At first glance, Calipatria appears an ordinary, homogeneous, suburban terrain. Some homes are dilapidated and protected by dogs and chain link fences – the people who live inside have precious little. However, just as many of the humble homes I saw are obviously lovingly maintained. It was the everyday things, the small moments, the details of this place that first struck me and the details that I sought out: tilted telephone poles mirroring palm trees, neat lawns and fences, debris, rusted vintage automobiles, a lone person in the landscape. The sprinkling of people I spoke with grew up in or near Calipatria and chose to stay; each one was fiercely proud of place. Perhaps this is, in part, what had captivated me about the setting of this city, and which I, in turn, tried to capture in photos.

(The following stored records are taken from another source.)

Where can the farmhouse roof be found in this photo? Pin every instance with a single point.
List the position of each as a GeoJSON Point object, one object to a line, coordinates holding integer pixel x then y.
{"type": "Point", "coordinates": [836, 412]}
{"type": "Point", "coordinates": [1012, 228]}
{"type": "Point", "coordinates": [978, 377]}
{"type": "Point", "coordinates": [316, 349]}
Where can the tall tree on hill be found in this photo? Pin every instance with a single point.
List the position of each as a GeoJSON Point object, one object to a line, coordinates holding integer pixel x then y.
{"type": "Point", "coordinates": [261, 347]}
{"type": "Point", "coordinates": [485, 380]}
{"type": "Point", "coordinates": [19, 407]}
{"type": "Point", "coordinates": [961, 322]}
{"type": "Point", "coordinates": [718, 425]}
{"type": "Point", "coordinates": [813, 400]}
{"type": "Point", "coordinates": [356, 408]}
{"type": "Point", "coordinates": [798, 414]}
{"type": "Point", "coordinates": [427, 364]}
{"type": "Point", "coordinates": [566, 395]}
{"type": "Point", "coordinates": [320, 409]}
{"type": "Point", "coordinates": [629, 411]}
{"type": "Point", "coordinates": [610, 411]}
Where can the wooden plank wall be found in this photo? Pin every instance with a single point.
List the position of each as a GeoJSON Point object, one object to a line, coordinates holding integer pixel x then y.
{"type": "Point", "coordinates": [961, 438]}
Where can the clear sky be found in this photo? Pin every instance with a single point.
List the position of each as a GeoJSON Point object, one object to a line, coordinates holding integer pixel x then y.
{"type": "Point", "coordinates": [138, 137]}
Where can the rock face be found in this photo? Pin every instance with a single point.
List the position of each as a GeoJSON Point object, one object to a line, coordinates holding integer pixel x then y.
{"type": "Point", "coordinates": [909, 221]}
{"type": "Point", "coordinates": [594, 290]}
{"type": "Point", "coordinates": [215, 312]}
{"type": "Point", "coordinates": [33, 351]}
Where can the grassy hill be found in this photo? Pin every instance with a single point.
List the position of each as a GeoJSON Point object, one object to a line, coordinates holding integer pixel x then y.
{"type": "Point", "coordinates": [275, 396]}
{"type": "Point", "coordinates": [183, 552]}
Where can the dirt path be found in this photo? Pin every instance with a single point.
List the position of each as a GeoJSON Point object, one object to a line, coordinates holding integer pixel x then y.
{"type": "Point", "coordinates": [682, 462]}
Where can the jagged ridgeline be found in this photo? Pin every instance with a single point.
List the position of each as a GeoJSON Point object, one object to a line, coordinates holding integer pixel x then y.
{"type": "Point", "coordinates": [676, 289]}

For three days I walked quietly up and down the streets, trying to immerse myself in and find the beauty of the City of Calipatria – 184 feet below sea level. It was another opportunity to learn to be true to myself and my voice, which my workshops with both Gerd and Ernesto had supported. Through all of this, I have figured out that I do not have an interest in telling narratives. Instead, I prefer to create images that hint at memory, emotion, or understanding.